The world’s leading publication for data science, AI, and ML professionals.

Tomorrow’s car silicon brain, how is it made?

Neural Network Accelerators for Autonomous Vehicles – GPU, FPGA, or ASIC?

Notes from Industry

Autonomous driving systems are incredibly complex. They tightly integrate multiple state-of-the-art technologies like perception and decision making. Only carefully designed hardware can support these particularly resource-hungry tasks. Furthermore, autonomous driving is one of the first embedded applications that heavily rely on machine-learning algorithms. Thus, massive research effort is put into developing neural network accelerators that meet specific requirements, like redundancy and power efficiency.
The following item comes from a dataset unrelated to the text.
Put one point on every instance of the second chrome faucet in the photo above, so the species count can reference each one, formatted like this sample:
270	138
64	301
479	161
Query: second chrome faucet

Photo by Laura Ockel on Unsplash
Photo by Laura Ockel on Unsplash

The development of autonomous vehicles is undoubtedly one of the most challenging tasks in the current Artificial Intelligence field. An autonomous driving machine has to precisely perceive its environment and plan an adequate set of actions to navigate the road safely. It has to deal with a vast spectrum of situations. Road condition, weather, complex road intersections, pedestrian and other road users are sources of uncertainty that complexifies scene understanding. Nonetheless, this task is critical. A complete understanding of the surrounding of the car is necessary to safely and efficiently navigate the world. Autonomous vehicles are loaded with sensors that collect a large amount of data to achieve this goal. However, raw data are not of great use; it has to be analyzed.

Given the complexity of the task, scene understanding requires learning algorithms and, most notably, neural networks. Note that the training process of such algorithms can take up to several days on the most advanced hardware platform – multiple powerful Graphical Processing Unit (GPU) or Tensor Processing Unit (TPU) [1] -. Thus this task is obviously not performed while driving. Embedded hardware only has to compute the forward propagation of data in neural networks, also called inference. Still, the inference is also resource-intensive. Especially that high refresh rate must be reached to reduce delays of perception. Fortunately, forward propagation in most neural networks can be computed as dot products, heavily parallelizable operations. Central Processing Units (CPUs) are thus clearly not adapted due to their limited number of cores. Nowadays, GPUs are used in many machine learning applications, both for training and inferring.

Nonetheless, it still lacks efficiency and reliability for critical Embedded Systems. For this reason, the industry is developing alternatives. Neural Network Accelerators (NNA) are hardware systems specialized in the computation of neural networks. We will mainly discuss two of them: Field Programmable Gate Array and Application-Specific Integrated Circuit like Tesla’s FSD Computer.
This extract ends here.